Muhasebe:
Hergün nefsin yaptığı hayır ve şerri hesplamak demektir.
Hadiste “Siz yevmi kıyamette hesabınız görülmeden evvel,
nefsinizi muhasebe ediniz. Amellerinizi tartılmadan evvel tartınız
ve ölmeden evvel ölünüz” demiştir. Hz.
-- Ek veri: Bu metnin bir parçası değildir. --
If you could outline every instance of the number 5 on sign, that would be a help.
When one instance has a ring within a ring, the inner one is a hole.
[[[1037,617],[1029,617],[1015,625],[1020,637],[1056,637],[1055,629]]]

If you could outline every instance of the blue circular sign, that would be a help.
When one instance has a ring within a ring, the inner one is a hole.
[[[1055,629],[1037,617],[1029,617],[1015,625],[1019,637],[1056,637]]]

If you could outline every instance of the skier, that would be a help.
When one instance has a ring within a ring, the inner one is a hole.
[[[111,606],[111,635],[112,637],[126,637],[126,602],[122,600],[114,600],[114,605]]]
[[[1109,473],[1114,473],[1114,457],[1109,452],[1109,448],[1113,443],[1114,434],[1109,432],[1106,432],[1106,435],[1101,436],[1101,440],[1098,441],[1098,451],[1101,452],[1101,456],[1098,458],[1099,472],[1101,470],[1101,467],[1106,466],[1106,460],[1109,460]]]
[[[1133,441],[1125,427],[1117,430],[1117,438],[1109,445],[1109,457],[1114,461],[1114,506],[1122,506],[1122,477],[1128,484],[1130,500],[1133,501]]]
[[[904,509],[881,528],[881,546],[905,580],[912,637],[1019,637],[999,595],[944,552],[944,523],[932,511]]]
Peygamber “Kim
ki iki günü hayır ve şerde beraberdir, o kimse mağbun
(aldanmış) ve şekke giriftardır (şüpheye yakındır, şüphe
içindedir.)” Her kim ki hayrı ve şerrine mağlup o
terkibiyetinde kalmada devam etmededir.
Tefekkür:
Tefekkür kalbin çırasıdır.Tefekkür giderse kalbde ziya
kalmaz.Tefekkür gibi ibadet olmaz. “Hakkın nimetleri ve
kudret eserleri ile tefekkür ediniz, fakat Zat-ı bari’de
tefekkür etmeyiniz zira tefekkür Zat-ı bari’yi ihata
edemez.” Bir başka husus zikrin fikirden efdal olmasıdır.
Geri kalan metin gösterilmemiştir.